When Conservation Looks Like Evasion
Bloomberg Businessweek|August 30, 2021
The IRS is examining conservation easement deductions, putting promoters in its crosshairs
David Voreacos, with Kaustuv Basu, Neil Weinberg, and Elise Young

Jack Fisher has raised hundreds of millions of dollars pitching investors on real estate development projects that were never built.

Fisher, an accountant-turned-developer, promoted projects such as the Preserve at Venice Harbor, near Hilton Head, S.C., where marketing illustrations showed houses on canals that evoked the famous Italian city. Instead of developing the land, he recruited investors to elaborate deals that provided them charitable tax deductions in return for donating easements for conservation. The Internal Revenue Service, however, suspects the deals may amount to tax fraud.

Fisher is at the center of a criminal probe related to these syndicated conservation easements, according to people familiar with the details, who requested anonymity to discuss a confidential matter. The investigation has already led to tax conspiracy charges against three accountants who worked with him.
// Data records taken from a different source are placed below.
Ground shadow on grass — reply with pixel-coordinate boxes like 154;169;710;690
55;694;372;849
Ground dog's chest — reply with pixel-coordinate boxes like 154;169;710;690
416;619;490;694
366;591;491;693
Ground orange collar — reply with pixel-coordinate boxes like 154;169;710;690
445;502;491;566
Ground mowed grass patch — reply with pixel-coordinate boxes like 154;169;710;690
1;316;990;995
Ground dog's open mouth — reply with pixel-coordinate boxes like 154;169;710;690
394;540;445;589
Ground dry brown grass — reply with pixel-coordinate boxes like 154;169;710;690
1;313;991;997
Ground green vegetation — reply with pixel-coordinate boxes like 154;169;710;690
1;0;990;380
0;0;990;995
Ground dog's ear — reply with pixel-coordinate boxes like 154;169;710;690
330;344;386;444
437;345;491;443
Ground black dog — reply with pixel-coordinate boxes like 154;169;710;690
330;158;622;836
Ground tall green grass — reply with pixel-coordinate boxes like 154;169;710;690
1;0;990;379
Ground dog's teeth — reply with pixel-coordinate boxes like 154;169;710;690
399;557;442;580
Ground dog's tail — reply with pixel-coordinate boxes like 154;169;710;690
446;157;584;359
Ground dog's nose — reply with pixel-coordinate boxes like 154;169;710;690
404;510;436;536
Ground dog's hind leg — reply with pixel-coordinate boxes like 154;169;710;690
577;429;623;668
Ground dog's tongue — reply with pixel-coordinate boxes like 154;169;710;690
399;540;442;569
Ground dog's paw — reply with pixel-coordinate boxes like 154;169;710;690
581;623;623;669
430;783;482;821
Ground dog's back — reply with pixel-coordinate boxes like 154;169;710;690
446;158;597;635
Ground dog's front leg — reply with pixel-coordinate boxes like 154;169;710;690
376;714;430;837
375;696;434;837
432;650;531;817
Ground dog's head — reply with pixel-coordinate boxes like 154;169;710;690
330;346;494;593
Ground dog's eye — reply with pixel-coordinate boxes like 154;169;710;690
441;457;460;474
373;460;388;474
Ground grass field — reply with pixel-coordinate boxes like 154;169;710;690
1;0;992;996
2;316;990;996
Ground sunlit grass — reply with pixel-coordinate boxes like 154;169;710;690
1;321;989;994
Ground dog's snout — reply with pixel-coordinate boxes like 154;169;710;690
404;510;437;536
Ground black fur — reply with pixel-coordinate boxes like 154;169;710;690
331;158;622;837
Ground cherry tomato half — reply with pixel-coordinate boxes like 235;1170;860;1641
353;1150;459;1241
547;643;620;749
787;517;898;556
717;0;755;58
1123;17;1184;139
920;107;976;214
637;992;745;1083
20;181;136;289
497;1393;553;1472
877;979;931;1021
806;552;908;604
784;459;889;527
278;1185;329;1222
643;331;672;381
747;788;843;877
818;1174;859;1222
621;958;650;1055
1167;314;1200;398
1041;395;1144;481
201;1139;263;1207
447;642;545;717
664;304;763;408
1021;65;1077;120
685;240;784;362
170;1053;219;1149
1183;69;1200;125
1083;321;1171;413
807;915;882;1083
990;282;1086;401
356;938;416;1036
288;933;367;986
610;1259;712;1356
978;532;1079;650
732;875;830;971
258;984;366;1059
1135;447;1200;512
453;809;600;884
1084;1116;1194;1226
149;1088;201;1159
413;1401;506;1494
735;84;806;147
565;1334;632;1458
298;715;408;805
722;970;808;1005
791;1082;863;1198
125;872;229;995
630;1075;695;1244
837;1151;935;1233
A syndicated conservation easement gives dozens of investors in partnerships three choices: to build a specific development project; to hold on to the land and build later; or to donate an easement to a land trust or government, promising to forgo development. The third option entitles investors to charitable tax deductions, based on the appraised value of the land, that can be worth four or five times their investment.

Easements have been used—legitimately, and mostly by family partnerships and individuals like farmers—for decades as part of a federal push to preserve more than 30 million acres of land. Those aren’t the focus of an IRS crackdown. Instead, it’s going after promoters like Fisher who sell deals through brokers, accountants, lawyers, and tax preparers, and who market the projects that generate large tax deductions. The IRS has made these an enforcement priority, suing some promoters to shut them down and criminally investigating others.

California conservation lawyer Misti Schmidt says a typical syndicated easement used by wealthy investors is an “ugly tax-shelter scheme” that relies on grossly overvalued appraisals. “There’s so much money to be made, they just keep doing it,” says Schmidt, a partner at Conservation Partners.